For our fusion-based TR framework, we included 211 radiomics features. After feature fusion, we selected the relevant fusion-TR features, applying them to the mentioned ensemble classifiers. The highest training validation performance of 73.6%±2.5% was obtained for fusion-TR via MLP, and nested testing of 71.8%±4.8% confirmed this finding as shown in Figure 9. For conventional non-TR scheme, the highest training validation performance of 69.7%±5.1% was obtained for Laplacian Pyramid (LP) + Sparse Representation (SR) linked with random forest, with nested testing performance of 66.6%±3.9%. Paired t-test indicated significantly improved (P<0.05) performance for the proposed TR framework compared to best non-TR performance.

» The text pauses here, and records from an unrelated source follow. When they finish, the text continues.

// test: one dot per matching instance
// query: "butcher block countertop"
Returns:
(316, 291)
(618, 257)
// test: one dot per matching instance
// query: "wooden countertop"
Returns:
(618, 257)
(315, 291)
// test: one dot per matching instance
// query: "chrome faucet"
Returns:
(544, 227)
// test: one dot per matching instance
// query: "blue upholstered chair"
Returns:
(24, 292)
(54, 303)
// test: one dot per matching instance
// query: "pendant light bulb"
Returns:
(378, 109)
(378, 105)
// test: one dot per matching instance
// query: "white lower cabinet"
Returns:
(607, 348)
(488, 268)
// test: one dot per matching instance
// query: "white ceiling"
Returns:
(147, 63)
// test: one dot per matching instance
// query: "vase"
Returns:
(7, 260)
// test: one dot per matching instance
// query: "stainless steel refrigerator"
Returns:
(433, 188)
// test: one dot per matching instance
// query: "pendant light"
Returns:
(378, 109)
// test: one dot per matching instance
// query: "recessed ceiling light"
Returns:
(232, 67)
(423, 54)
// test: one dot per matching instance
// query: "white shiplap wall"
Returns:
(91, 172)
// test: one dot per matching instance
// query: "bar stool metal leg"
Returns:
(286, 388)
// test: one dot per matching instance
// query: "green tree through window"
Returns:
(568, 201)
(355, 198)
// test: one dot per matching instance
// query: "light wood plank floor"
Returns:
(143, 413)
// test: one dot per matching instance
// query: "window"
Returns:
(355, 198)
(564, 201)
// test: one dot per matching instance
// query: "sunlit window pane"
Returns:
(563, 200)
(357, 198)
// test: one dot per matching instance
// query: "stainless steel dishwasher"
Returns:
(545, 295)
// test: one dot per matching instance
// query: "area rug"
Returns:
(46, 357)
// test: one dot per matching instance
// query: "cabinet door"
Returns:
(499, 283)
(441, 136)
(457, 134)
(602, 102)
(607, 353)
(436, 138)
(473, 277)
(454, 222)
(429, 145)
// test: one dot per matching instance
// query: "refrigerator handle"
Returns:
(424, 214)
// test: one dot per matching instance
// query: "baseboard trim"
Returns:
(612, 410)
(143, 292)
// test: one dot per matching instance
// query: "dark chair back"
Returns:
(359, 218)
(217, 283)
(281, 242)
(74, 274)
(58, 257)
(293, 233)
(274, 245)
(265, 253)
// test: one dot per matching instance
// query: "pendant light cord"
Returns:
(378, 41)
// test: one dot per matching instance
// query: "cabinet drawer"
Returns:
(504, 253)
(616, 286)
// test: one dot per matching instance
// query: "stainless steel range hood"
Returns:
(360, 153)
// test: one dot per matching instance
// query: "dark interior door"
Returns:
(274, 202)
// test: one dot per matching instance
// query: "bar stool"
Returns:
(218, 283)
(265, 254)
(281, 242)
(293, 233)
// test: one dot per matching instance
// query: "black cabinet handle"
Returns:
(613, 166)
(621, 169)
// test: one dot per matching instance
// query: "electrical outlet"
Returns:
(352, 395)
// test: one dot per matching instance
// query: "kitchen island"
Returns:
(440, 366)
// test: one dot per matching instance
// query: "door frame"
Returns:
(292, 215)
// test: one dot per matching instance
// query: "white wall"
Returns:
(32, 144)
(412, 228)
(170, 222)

Figure 9 Bar plots of mean and standard deviation for prediction of outcome for nested testing performance. X axis: conventional radiomics (PET-only, CT-only, 15 fused PET-CT images), as well as proposed Fusion-TR, using 3 different classifiers. MLP, multi-layer perceptron; LP, Laplacian pyramid; RP, ratio of low-pass pyramid; DWT, discrete wavelet transform; DTCWT, dual-tree complex wavelet transform; CVT, curvelet transform; NSCT, nonsubsampled contourlet transform; SR, sparse representation; BCF, bilateral cross filter; HSI, hue, saturation, and intensity; PCA, principal component analysis; PET, positron emission tomography; CT, computed tomography; TR, tensor radiomics.

Discussion

Radiomics features can improve clinical task performances by capturing important pathophysiological information (7). In routine practice, radiomics features are included using a fixed set of parameters. In this study we generated TR features by varying multiple parameters such as bin sizes, exploring different segmentation perturbations, varying hyperparameters of pre-processing filters and testing different fusion techniques. We explored the tasks of survival prediction outcomes (sections Results of using discretization flavours, Results of using segmentation flavours and Results of using fusion flavours) as well as test-retest repeatability (section Results of using filter (pre-processing) flavours). Our proposed TR approach allows the learning algorithms to consider different aspects of imaging features, moving beyond conventional paradigms.

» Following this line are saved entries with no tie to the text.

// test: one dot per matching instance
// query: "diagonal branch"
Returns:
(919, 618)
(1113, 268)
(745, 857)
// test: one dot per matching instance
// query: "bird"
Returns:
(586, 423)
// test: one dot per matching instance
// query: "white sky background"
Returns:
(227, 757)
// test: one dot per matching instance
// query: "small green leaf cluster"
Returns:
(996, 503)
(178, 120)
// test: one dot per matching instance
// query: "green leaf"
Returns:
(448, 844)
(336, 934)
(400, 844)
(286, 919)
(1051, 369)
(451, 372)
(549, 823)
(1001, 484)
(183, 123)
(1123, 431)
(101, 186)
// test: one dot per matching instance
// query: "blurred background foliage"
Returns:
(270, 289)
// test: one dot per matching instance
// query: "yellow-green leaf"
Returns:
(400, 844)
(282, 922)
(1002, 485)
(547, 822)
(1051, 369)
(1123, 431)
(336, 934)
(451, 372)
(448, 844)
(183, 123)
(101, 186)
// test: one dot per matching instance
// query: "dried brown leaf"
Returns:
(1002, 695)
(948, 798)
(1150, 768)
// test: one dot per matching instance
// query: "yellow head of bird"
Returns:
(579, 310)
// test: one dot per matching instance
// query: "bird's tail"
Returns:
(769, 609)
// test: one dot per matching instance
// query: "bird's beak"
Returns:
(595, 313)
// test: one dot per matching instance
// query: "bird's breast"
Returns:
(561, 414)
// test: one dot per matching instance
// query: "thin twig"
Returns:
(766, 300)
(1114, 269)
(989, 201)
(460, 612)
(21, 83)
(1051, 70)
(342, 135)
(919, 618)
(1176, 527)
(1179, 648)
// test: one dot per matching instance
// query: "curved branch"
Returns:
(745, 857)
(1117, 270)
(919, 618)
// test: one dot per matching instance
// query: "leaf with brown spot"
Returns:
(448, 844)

Applying bin size variations to create different flavours of TR features for the HNC study described in section Results of using discretization flavours showed its effectiveness in performance enhancement of the outcome prediction task. Compared to the radiomics features extracted in a regular manner, combining the different bin size radiomics features flavours presented more discriminative power for the classification problem. However, not all features from all flavours combined necessarily lead into a more discriminative set of information. Employing flavour combination selection and TR-Net for end-to-end flavour fusion back up this statement (Figure 4). By using SELU activation functions along with dropout regularization in every layer, TR-Net can learn a transformation of features from all flavours to a common latent space in a way that it keeps the contribution of informative features coming from different flavours while decreasing their weaknesses through suppressing the redundant features. Furthermore, motivated by the promising results obtained by TR-Net compared to non-DL results achieved by flavour combinations, we investigated the idea of performing feature selection per each flavour to make our TR feature set less redundant and more discriminative. Prior to applying ML and DL pipelines to their combinations, it is possible to use correlation between the same features from different flavours to remove the highly correlated ones. This work is basically trying to represent proof of the concept of TR and we believe that this is an important refinement that needs to be explored in future studies.

For the study of segmentation flavours in section Results of using segmentation flavours, a majority of LDA model performances saw an overall boost with the addition of TR feature flavours for segmentation perturbation as TR flavours. Notably, the more aggressive image perturbation technique (“TVC”) achieved the highest ROC AUC score and second highest PR AUC as seen in Table 2. The strong performance of the differing bin size TR feature set over the vanilla features also supports the findings of section Results of using discretization flavours vis-a-vis radiomic feature classification power improvement via changing bin size when calculating radiomic features. Continuing to look at Figure 7 the TVC and bin size methods also showed a marked improvement over the vanilla features at low false positive rates, indicating a higher sensitivity at these thresholds. In the context of this task, identifying patients who are less likely to respond to pembrolizumab with a high specificity while maintaining a sensible sensitivity is a crucial finding in patient survival. The models that are able to identify PD patients (i.e., non-responders) allow clinical decision makers to adjust from 1st-line immunotherapy with pembrolizumab (“pembro”) to combination therapy pembro and platinum-doublet chemotherapy in an effort to more aggressively combat late-stage tumour growth. The findings of the study in section Results of using segmentation flavours indicate the power of TR based features in identifying clinicopathological biomarkers that can elucidate medical utility for this homogenous patient population.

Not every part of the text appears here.